Il y a une longue tradition à exploiter ici : l’histoire économique, l’histoire rurale, mais aussi l’histoire des mondes urbains en lien avec leur environnement. Il y a encore de nombreux terrains à découvrir et des chantiers à ouvrir à nouveau. Il s’agit parfois de thèmes de recherche qui ont été abordés par le biais des questionnements classiques d’histoire sociale (les groupes sociaux, les institutions et les corps, les pratiques sociales, les configurations urbaines) mais qui pourraient être envisagés par de nouveaux filtres : les relations et interactions entre humains et non-humains ; les conditions techniques de protection et d’exploitation des écosystèmes ; les moyens de gestion des conditions matérielles de l’environnement ; la place des animaux… Je pense qu’en retour cela va nous permettre de comprendre davantage comment fonctionnaient les sociétés du passé, en continuant à placer au milieu de l’analyse et du récit les acteurs eux-mêmes.

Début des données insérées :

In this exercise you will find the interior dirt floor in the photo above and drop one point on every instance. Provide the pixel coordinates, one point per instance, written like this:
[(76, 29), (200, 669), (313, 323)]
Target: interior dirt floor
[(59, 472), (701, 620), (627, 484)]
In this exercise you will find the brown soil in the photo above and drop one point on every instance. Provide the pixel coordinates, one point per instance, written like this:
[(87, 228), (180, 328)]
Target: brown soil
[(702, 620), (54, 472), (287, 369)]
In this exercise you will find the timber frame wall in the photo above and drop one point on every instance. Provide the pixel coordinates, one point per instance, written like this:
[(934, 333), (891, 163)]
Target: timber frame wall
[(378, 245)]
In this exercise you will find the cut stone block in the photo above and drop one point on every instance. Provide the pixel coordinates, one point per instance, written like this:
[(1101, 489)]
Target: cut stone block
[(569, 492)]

Dans mon nouveau terrain de recherche, et en abordant les nombreux enjeux de la gestion des déchets dans une ville aussi peuplée que Venise à la fin du Moyen Âge, je vois émerger de nombreux éléments importants sur la société du temps : gestion des espaces, question des anti-ressources, rapports aux communs négatifs.
Quels sont les renouvellements historiographiques au croisement de l’histoire sociale et de l’histoire des sciences qui te semblent saillants ?
L’histoire des sciences et des savoirs m’a beaucoup inspirée pour mon dernier ouvrage. En partant des questionnements sur les savoirs profanes, j’ai construit une analyse des savoirs sociaux ordinaires sur la société, une connaissance du monde social qui permettait aux acteurs d’agir en société. Je me suis demandé ce que les gens savaient de la société qu’ils formaient, quelles catégories ils employaient pour dire le monde mais surtout pour y agir, comment ils justifiaient leurs actions, comment ces discours et actions façonnaient la société. L’histoire des savoirs m’a ici beaucoup inspirée, car on peut considérer que cela relevait d’une vraie connaissance technique de la part des acteurs, qui savaient en effet comment la société fonctionnait. Tout cela nécessite d’envisager les acteurs comme des experts, déployant aussi des compétences techniques en matière d’action collective. Ce qu’implique justement la construction de ces savoirs techniques est une façon de faire de l’histoire sociale.